What societal changes could we expect to see if women knew that they had an extra half-hour, so to speak, of reproductive time open to them? I’m guessing here, but you’d have much less of an emotional blowout, fewer women “settling” for marriage, less pressure on women to choose between career and children.

Against that, what about the needs of the sunset child? Papathi will be in her 80s when her much-adored son is in his 20s. The generation gap could widen to an extent we had never before considered possible.
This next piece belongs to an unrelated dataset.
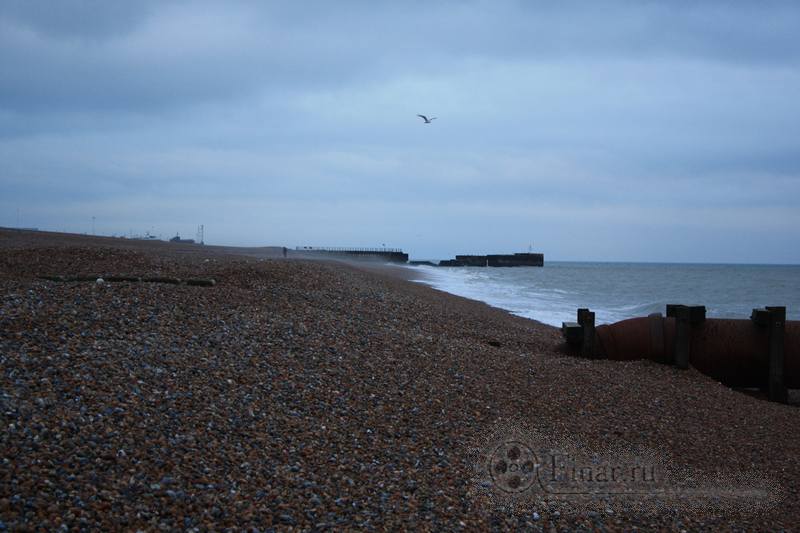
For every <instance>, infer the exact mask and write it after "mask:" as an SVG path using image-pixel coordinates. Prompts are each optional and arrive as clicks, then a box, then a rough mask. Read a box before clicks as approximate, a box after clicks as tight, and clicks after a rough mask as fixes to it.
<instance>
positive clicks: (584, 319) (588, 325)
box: [578, 309, 595, 359]
mask: <svg viewBox="0 0 800 533" xmlns="http://www.w3.org/2000/svg"><path fill="white" fill-rule="evenodd" d="M578 324H580V325H581V328H582V329H583V344H581V355H582V356H583V357H586V358H587V359H594V357H595V349H594V312H592V311H589V310H588V309H578Z"/></svg>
And there’s also the question of financial planning. ART technology is expected to get cheaper over the years; but will the parents who opt for it have done the rest of their accounting equally carefully? People who have planned for normal retirement frequently discover that their investments haven’t kept pace with inflation. Factor in a child born in your retirement years, and you have a recipe for bankruptcy — or you must reconfigure the work force to allow for the return of post-retirement employees. Just the fact that a couple can afford the technology doesn’t mean that they can afford a child: but then not having money has never stopped anyone from procreating all the same!

Societies tend to be flexible, though, and accommodating to the changes brought about by new technologies. Perhaps a surrogate generation of carers — younger siblings, younger friends — would bridge the gap; perhaps the huge disparity in age between parents old enough to be their children’s grandparents might even lead to more tolerant relationships. And there’s that biological clock business, where entire generations of women would be more than glad to face the challenges of delayed parenting in return for a few more good years, or for the ability to reverse their reproductive choices. But is this enough of a trade-off? I’m not sure, though I do wish young Thamathaputhran, whose name means “the son who rises late”, a happy life.